Antiderivative

[JenniferC]

Given f '(x) = 2√x + 2 and f(1) = 3, what is f(0)?

f(x) = 4x^3/2 + 2x + C

What do I do next? I'd really appreciate some help.

 

[JeffM]

Given f '(x) = 2√x + 2 and f(1) = 3, what is f(0)?

f(x) = 4x^3/2 + 2x + C

What do I do next? I'd really appreciate some help.

You have actually done the hard part

\(\displaystyle f'(x) = 2\sqrt{x} + 2 \implies \displaystyle \int f'(x)\ dx = \int 2x^{(1/2)} + 2\ dx = \dfrac{4x^{(3/2)}}{3} + 2x + C.\)

\(\displaystyle So\ f(1) = 3 \implies 3 = \dfrac{4 * 1^{(3/2)}}{3} + 2(1) + C \implies\)

\(\displaystyle 3 = \dfrac{4 * 1}{3} + 2 + C \implies 9 = 4 + 6 + 3C \implies -1 = C \implies C = -\dfrac{1}{3}.\)

So what does f(x) equal? So what is f(0)?

If you are given a single value of f(x), you can solve for C.

Edit: As pka says below, you did not write out the antiderivative correctly.

 

[pka]

Given f '(x) = 2√x + 2 and f(1) = 3, what is f(0)?

f(x) = 4x^3/2 + 2x + C

That is incorrect.

\(\displaystyle f(x) = \dfrac{{4\sqrt {{x^3}} }}{3} + 2x + c\)

Then \(\displaystyle 3 = f(1) = \dfrac{{4\sqrt {{1^3}} }}{3} + 2 \cdot 1 + c\) so \(\displaystyle c=~?\)

 

[JenniferC]

You have actually done the hard part

\(\displaystyle f'(x) = 2\sqrt{x} + 2 \implies \displaystyle \int f'(x)\ dx = \int 2x^{(1/2)} + 2\ dx = \dfrac{4x^{(3/2)}}{3} + 2x + C.\)

\(\displaystyle So\ f(1) = 3 \implies 3 = \dfrac{4 * 1^{(3/2)}}{3} + 2(1) + C \implies\)

\(\displaystyle 3 = \dfrac{4 * 1}{3} + 2 + C \implies 9 = 4 + 6 + 3C \implies -1 = C \implies C = -\dfrac{1}{3}.\)

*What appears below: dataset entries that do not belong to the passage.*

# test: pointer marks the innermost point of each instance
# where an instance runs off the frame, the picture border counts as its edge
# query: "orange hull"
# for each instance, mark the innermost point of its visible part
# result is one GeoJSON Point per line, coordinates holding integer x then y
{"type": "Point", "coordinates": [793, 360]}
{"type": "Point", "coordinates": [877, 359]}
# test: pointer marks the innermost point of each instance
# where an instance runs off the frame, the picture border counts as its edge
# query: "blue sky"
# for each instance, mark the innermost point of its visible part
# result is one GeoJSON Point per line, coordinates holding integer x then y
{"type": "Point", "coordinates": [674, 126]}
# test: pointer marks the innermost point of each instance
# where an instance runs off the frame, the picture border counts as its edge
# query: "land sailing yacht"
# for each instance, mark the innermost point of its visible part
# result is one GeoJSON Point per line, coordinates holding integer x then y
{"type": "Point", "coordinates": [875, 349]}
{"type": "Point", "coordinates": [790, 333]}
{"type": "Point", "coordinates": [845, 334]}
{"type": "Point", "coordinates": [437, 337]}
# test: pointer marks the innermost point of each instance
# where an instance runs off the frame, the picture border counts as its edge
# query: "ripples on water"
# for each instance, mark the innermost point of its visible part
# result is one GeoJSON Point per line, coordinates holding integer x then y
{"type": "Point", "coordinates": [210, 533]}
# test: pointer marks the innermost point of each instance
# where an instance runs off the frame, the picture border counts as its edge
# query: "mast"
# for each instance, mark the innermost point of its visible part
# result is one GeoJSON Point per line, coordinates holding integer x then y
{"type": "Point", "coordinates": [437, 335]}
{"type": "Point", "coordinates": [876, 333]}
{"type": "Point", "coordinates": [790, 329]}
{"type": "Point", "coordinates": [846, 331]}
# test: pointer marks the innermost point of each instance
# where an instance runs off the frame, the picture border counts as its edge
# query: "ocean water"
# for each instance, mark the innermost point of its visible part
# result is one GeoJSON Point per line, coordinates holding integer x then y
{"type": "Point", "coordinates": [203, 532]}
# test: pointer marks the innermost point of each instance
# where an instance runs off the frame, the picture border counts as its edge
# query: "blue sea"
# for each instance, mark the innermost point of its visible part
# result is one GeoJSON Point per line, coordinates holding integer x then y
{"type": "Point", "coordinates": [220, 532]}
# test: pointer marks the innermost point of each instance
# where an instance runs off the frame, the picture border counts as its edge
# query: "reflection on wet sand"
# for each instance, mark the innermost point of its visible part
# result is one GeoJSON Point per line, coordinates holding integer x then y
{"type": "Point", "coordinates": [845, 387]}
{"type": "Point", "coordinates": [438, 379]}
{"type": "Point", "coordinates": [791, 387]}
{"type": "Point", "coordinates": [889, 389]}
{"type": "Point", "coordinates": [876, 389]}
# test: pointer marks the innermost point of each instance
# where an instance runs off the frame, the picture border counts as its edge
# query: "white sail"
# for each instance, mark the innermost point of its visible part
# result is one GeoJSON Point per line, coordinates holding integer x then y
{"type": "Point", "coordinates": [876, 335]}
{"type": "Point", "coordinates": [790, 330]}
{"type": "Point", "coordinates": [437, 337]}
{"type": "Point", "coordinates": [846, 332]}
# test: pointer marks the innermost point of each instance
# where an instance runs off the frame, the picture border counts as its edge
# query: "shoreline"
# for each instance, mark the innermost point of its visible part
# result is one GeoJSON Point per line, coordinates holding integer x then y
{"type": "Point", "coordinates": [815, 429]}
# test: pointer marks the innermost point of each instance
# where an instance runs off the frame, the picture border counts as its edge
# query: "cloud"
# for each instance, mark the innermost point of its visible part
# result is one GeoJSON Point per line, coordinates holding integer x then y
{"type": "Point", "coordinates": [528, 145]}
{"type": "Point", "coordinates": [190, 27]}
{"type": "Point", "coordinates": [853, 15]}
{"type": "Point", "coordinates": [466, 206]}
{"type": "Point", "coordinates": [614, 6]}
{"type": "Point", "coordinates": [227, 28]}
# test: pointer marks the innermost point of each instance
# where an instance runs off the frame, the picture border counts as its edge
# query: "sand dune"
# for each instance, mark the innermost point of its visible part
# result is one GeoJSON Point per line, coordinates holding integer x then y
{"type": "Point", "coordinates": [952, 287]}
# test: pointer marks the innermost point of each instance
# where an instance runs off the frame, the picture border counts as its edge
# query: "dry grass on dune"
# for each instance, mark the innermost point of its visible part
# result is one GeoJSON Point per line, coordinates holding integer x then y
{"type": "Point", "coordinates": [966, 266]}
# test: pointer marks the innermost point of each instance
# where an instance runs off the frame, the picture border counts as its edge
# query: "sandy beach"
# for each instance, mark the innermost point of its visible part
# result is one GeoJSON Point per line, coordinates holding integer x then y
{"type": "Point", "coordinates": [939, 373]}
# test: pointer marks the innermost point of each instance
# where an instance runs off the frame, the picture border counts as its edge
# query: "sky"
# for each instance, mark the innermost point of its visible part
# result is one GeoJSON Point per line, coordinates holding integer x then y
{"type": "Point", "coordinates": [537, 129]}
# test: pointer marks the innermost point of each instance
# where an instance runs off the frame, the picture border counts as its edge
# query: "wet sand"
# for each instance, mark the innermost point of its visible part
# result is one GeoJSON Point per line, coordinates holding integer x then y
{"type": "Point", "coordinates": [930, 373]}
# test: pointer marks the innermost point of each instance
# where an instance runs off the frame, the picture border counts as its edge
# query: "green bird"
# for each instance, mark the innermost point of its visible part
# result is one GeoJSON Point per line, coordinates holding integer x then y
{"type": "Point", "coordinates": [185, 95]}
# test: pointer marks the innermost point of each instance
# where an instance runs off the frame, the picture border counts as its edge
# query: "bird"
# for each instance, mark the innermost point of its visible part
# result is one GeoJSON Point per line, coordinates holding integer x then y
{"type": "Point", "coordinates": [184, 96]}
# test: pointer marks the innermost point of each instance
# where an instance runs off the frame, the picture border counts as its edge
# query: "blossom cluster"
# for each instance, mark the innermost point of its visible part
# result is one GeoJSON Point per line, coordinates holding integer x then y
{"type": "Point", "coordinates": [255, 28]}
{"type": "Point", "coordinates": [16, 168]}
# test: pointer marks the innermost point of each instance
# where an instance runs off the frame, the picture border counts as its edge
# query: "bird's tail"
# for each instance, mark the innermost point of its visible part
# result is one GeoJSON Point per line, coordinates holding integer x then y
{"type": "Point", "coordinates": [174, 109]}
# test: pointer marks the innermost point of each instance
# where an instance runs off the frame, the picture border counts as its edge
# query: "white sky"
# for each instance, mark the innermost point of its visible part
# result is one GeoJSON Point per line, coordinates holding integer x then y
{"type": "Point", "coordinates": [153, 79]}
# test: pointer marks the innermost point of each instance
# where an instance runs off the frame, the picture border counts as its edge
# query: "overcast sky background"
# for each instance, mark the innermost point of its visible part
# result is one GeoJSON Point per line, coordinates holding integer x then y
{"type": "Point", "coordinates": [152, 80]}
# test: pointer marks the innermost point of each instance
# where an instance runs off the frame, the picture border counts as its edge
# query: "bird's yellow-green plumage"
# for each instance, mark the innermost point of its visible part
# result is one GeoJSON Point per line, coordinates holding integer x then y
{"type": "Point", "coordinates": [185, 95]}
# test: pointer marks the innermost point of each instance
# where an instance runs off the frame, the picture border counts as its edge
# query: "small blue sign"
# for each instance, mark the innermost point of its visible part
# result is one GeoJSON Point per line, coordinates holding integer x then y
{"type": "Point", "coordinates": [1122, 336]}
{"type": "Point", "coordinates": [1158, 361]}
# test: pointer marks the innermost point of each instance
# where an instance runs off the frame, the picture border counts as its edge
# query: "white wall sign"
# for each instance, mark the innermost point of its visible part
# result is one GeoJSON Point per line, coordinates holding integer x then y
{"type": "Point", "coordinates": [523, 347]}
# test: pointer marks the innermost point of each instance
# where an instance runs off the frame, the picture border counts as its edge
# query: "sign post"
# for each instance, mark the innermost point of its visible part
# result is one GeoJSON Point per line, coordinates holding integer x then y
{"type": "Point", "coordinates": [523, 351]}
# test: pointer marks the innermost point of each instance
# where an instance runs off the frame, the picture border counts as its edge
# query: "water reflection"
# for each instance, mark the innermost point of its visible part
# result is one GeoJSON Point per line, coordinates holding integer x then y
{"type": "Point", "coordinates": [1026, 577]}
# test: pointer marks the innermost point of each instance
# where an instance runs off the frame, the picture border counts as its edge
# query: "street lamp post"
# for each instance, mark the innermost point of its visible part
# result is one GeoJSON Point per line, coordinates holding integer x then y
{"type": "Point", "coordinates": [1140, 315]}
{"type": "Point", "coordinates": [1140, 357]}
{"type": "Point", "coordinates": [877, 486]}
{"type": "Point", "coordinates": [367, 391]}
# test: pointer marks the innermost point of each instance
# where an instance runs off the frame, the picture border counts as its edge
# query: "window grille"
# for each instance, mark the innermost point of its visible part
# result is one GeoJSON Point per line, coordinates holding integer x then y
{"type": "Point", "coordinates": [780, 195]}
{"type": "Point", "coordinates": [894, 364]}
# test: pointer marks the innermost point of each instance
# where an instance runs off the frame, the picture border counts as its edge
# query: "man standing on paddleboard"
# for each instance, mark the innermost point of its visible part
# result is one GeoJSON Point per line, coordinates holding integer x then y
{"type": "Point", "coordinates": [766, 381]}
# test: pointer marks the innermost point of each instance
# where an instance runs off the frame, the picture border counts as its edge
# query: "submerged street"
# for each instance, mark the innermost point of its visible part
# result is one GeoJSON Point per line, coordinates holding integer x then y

So what does f(x) equal? So what is f(0)?

If you are given a single value of f(x), you can solve for C.

Thank you.

So then the next step would be:

f(0) = (4(0)^3/2)+2(0)-1/3 = -1/3

 

[JeffM]

Thank you.

So then the next step would be:

f(0) = (4(0)^3/2)+2(0)-1/3 = -1/3

Please see my edit to my first post and pka's post. But you have the general idea.

 

[JenniferC]

Please see my edit to my first post and pka's post. But you have the general idea.

Thanks. I left out the "/ 3." You still get the same answer though.

 

[JeffM]

Thanks. I left out the "/ 3." You still get the same answer though.

Having left off the / 3, you would not have calculated C correctly from f(1). You have to get the antiderivative right in the first place to compute C correctly. It is this kind of error that kills you on exams. I am quite confident that you understand antiderivatives and that you now understand when and how you can compute C, but, unless you check your mechanics, you will make careless errors. Pka gave you a better answer than I did because he did check your mechanics.

There is a double lesson here for you. The one intended on when and how C can be found. The other is to remember to differentiate your antiderivative to check that you get the derivative you started with.